Friday Essay – Universal and Real

Bird by BirdI have finally finished Anne Lamott’s Bird By Bird.  I started it in April.  It didn’t take me this long to finish because it was tedious or boring or disturbing or anything like that.  If it had been any of those things I would have simply put it down and forgotten about it.  I think I wanted it to last forever – it really is lovely.  So,I would sample it, take small bites and savour them for a month or so.  Of course, a book doesn’t last forever and I did come to the end of it eventually.  It was really lovely.  In one of the last chapters she has written this about writing:

“If something inside you is real, we will probably find interesting, and it will probably be universal.  So you must risk placing real emotion at the center of your work.  Write straight into the emotional center of things.  Write toward vulnerability.  Don’t worry about appearing sentimental.  Worry about being unavailable; worry about being absent or fraudulent.  Risk being unliked.  Tell the truth as you understand it.  If you’re a writer, you have a moral obligation to do this.  And, it is a revolutionary act – truth is always subversive.” (p. 226)

This was also a message I heard at a workshop about spoken word poetry.  What is real for you, what is personal, will most likely connect with your audience.  Therefore, what is real and personal is universal. Not everyone in your audience is gay, or has had an abortion or has been molested by a trusted hockey coach.  But everyone has known pain, shame, isolation, the feeling of being different.  Your poetry, your writing will touch people. According to Anne Lamott a writer is morally obliged to speak this truth. This is our job, our craft, our art – to tell the truth.  This truth may not set people free, but then again it just might.  Hearing a poet’s coming out story may give someone the strength to come out.  Reading about someone else’s abuse at the hands of a trusted coach may give someone the strength to speak out and seek help.  Reading or hearing someone else’s story may shake you to your core and convince you to do something – something for yourself, for your community, for others.

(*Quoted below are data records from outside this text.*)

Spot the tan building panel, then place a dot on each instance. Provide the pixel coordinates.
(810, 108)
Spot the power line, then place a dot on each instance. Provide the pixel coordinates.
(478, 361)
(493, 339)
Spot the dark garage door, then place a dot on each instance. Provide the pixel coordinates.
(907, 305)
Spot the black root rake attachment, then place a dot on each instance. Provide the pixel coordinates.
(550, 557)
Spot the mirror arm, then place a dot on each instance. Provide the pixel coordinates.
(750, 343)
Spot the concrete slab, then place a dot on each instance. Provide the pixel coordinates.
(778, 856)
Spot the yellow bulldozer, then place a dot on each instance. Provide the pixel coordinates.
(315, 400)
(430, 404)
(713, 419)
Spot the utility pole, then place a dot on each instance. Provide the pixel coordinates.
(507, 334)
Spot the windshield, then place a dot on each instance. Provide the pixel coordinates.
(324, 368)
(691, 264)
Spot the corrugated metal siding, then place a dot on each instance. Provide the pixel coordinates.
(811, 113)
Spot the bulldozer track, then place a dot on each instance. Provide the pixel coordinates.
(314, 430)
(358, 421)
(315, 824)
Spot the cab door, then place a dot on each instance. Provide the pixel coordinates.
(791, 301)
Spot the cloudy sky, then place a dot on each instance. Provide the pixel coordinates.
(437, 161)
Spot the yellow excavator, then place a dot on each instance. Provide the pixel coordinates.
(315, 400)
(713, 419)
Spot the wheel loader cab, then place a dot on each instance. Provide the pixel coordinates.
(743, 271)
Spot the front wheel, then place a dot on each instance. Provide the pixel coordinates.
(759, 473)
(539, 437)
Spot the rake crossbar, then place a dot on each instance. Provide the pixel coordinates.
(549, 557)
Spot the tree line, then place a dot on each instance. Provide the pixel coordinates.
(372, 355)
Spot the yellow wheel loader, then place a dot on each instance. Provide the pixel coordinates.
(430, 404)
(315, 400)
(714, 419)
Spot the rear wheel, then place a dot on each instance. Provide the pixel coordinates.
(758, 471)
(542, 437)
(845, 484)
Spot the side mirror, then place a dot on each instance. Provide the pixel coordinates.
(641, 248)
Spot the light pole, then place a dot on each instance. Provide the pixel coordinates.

I don’t know why this is.  I don’t know if there are psychologists or anthropologists who know why this is either.  Stories make us human.  Maybe dogs and dolphins and chimpanzees and gorillas tell each other stories; I don’t know about that.  What I do know is that stories – news stories, myths, novels, poetry – tell us we are connected by what makes us human.  What makes us human is our lived experience, our feelings and our stories.  So, tell your story, you just might change someone’s life.